Java has exactly the same kind of idea. I took a class function and ran javap -c class to get this:
invalid.site.ningefingers.main:();
Code:
0: aload_0
1: invokespecial #1; //Method java/lang/Object."<init>":()V
4: return
public static void main(java.lang.String[]);
Code:
0: iconst_0
1: istore_1
2: iconst_0
3: istore_1
4: iload_1
5: aload_0
6: arraylength
7: if_icmpge 57
10: getstatic #2;
13: new #3;
16: dup
17: invokespecial #4;
20: ldc #5;
22: invokevirtual #6;
25: iload_1
26: invokevirtual #7;
//.......
}
I take it you get the idea. These are the assembly languages of the python and java worlds, i.e. how the python interpreter and java compiler think respectively.
Something else that would be worth reading up on is JonesForth. This is both a working forth interpreter and a tutorial and I can't recommend it enough for thinking about "how things get executed" and how you write a simple, lightweight language.
In the interest of performance, I'm sure C compilers are just built up from assembly.
C compilers are, nowadays, (almost?) completely written in C (or higher-level languages - Clang is C++, for instance). Compilers gain little to nothing from including hand-written assembly code. The things that take most time are as slow as they are because they solve very hard problems, where "hard" means "big computational complexity" - rewriting in assembly brings at most a constant speedup, but those don't really matter anymore at that level.
Also, most compilers want high portability, so architecture-specific tricks in the front and middle end are out of question (and in the backends, they' not desirable either, because they may break cross-compilation).
Say I buy a new cpu with nothing on it. During the first operation I wish to install an OS, which runs C. What runs the C compiler? Is there a miniature C compiler in the BIOS?
When you're installing an OS, there's (usually) no C compiler run. The setup CD is full of readily-compiled binaries for that architecture. If there's a C compiler included (as it's the case with many Linux distros), that's an already-compiled exectable too. And those distros that make you build your own kernel etc. also have at least one executable included - the compiler. That is, of course, unless you have to compile your own kernel on an existing installation of anything with a C compiler.
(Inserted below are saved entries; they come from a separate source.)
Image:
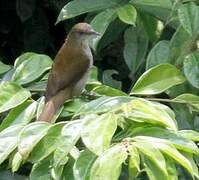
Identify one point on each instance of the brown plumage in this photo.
(69, 72)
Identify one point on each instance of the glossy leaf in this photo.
(108, 165)
(136, 43)
(83, 164)
(180, 45)
(108, 91)
(30, 136)
(190, 134)
(191, 69)
(69, 136)
(157, 8)
(109, 80)
(24, 71)
(98, 131)
(167, 149)
(127, 14)
(175, 138)
(189, 16)
(140, 110)
(25, 9)
(20, 115)
(4, 68)
(154, 155)
(134, 162)
(12, 95)
(190, 99)
(8, 138)
(48, 144)
(157, 80)
(158, 55)
(103, 104)
(100, 23)
(78, 7)
(16, 162)
(41, 170)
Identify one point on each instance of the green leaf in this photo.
(67, 173)
(30, 136)
(7, 175)
(25, 9)
(190, 134)
(167, 149)
(78, 7)
(100, 23)
(4, 68)
(176, 138)
(83, 164)
(69, 136)
(190, 99)
(180, 45)
(134, 162)
(16, 162)
(191, 69)
(103, 104)
(37, 86)
(12, 95)
(158, 8)
(152, 170)
(159, 54)
(153, 3)
(22, 114)
(189, 16)
(41, 170)
(154, 155)
(48, 144)
(171, 168)
(97, 131)
(136, 44)
(24, 71)
(140, 110)
(93, 74)
(158, 79)
(152, 26)
(108, 91)
(127, 14)
(108, 165)
(109, 80)
(8, 138)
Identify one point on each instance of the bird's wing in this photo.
(65, 72)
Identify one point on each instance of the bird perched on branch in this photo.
(69, 71)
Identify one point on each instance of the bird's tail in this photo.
(53, 105)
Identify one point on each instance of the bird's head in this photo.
(82, 32)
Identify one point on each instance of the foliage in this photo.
(110, 134)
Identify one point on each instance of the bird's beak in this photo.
(95, 33)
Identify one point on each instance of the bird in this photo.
(69, 71)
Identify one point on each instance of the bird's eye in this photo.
(80, 33)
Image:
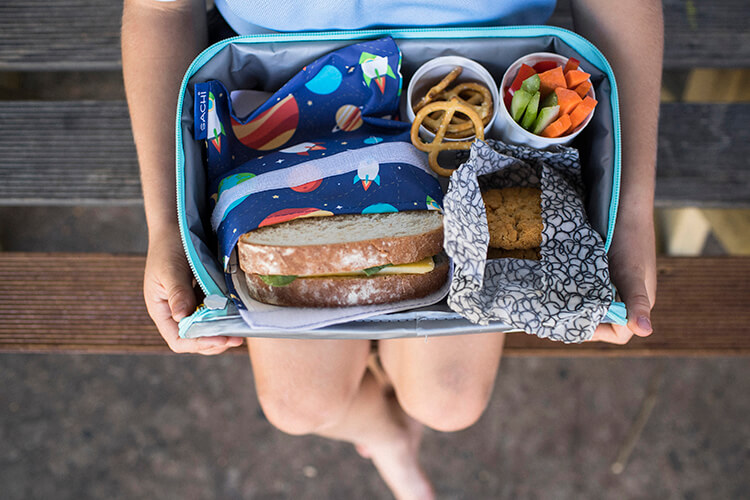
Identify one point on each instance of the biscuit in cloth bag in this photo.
(562, 296)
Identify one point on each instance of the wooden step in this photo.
(76, 35)
(93, 303)
(82, 152)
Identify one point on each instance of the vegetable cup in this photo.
(545, 110)
(432, 72)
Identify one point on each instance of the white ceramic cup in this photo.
(508, 130)
(430, 73)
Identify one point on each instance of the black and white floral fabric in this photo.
(564, 295)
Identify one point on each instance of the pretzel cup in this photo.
(449, 108)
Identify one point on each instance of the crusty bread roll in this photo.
(283, 263)
(339, 243)
(343, 291)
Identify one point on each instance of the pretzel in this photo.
(479, 98)
(437, 145)
(437, 89)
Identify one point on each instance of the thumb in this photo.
(181, 297)
(638, 305)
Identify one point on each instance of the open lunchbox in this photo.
(266, 62)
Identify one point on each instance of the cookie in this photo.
(521, 253)
(514, 216)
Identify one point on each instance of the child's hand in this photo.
(168, 290)
(632, 264)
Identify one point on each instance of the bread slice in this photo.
(350, 291)
(341, 243)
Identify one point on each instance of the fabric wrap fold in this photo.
(564, 295)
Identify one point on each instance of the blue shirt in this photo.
(263, 16)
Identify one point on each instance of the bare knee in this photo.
(454, 400)
(304, 410)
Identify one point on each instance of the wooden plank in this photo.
(703, 155)
(93, 303)
(67, 153)
(75, 35)
(82, 152)
(697, 33)
(44, 35)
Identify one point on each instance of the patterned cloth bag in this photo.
(562, 296)
(326, 143)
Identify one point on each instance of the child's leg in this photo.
(443, 382)
(321, 387)
(307, 385)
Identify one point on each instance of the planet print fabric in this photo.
(564, 295)
(328, 142)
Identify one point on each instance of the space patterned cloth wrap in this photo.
(328, 142)
(564, 295)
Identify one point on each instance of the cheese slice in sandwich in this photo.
(345, 260)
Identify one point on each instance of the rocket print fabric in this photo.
(328, 142)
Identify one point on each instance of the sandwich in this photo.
(345, 260)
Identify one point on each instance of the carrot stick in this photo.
(571, 64)
(575, 77)
(583, 89)
(551, 80)
(567, 99)
(557, 127)
(581, 112)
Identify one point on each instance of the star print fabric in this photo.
(328, 142)
(564, 295)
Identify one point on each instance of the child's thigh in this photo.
(305, 384)
(445, 382)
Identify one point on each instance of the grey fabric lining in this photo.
(267, 66)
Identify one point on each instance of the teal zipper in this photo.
(585, 48)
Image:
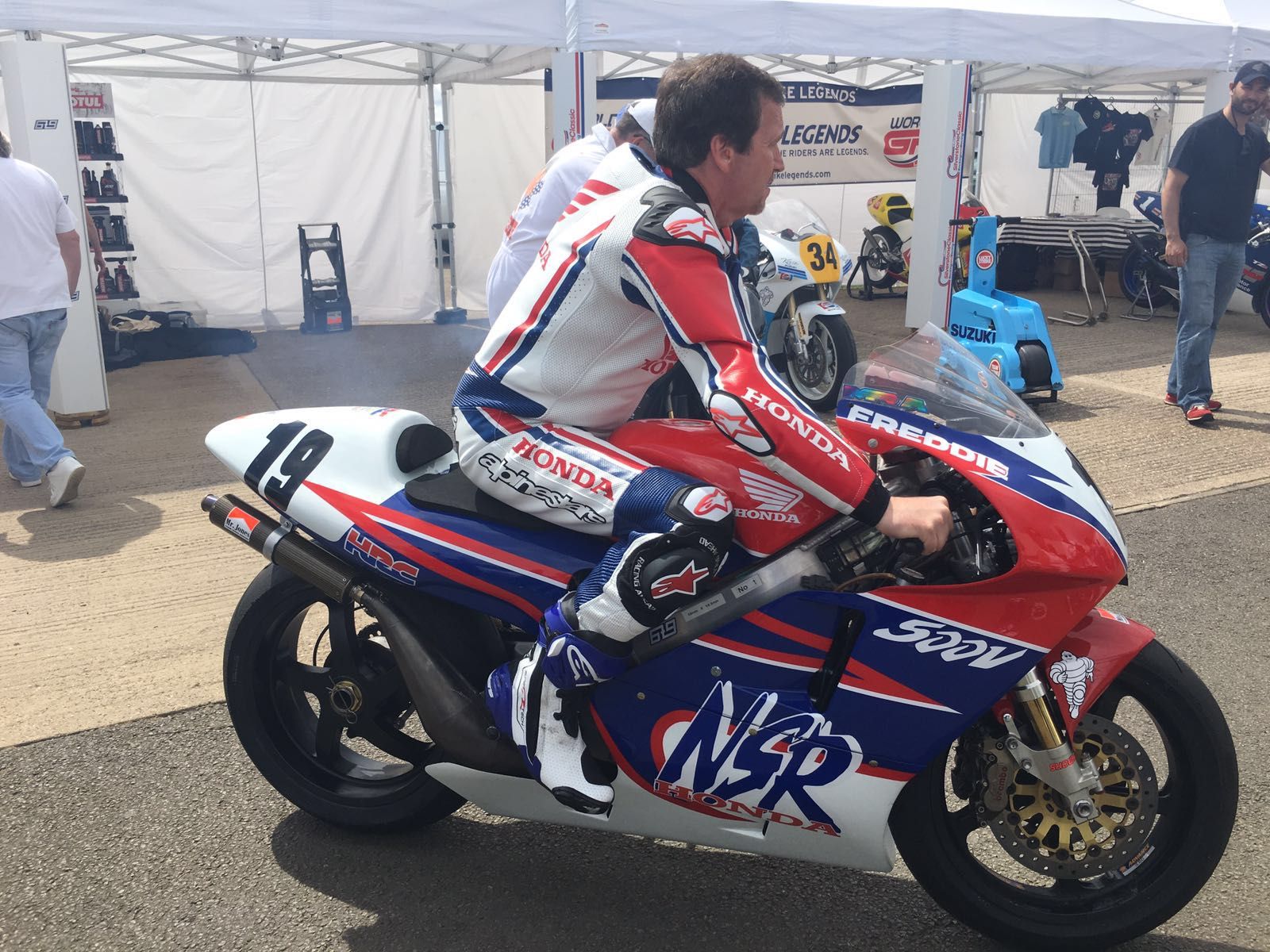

If by "new CPU" you mean a new architecture that isn't backwards-compatible to anything that's yet supported, self-hosting compilers can follow the usual porting procedure: First write a backend for that new target, then compile yourself for it, and suddenly you got a mature compiler with a battle-hardened (compiled a whole compiler) native backend on the new platform.
If you buy a new machine with a pre-installed OS, it doesn't even need to include a compiler anywhere, because all the executable code has been compiled on some other machine, by whoever provides the OS - your machine doesn't need to compile anything itself.
How do you get to this point if you have a completely new CPU architecture? In this case, you would probably start by writing a new code generation back-end for your new CPU architecture (the "target") for an existing C compiler that runs on some other platform (the "host") - a cross-compiler.
Once your cross-compiler (running on the host) works well enough to generate a correct compiler (and necessary libraries, etc.) that will run on the target, then you can compile the compiler with itself on the target platform, and end up with a target-native compiler, which runs on the target and generates code which runs on the target.
It's the same principle with a new language: you have to write code in an existing language that you do have a toolchain for, which will compile your new language into something that you can work with (let's call this the "bootstrap compiler"). Once you get this working well enough, you can write a compiler in your new language (the "real compiler"), and then compile the real compiler with the bootstrap compiler. At this point you're writing the compiler for your new language in the new language itself, and your language is said to be "self-hosting".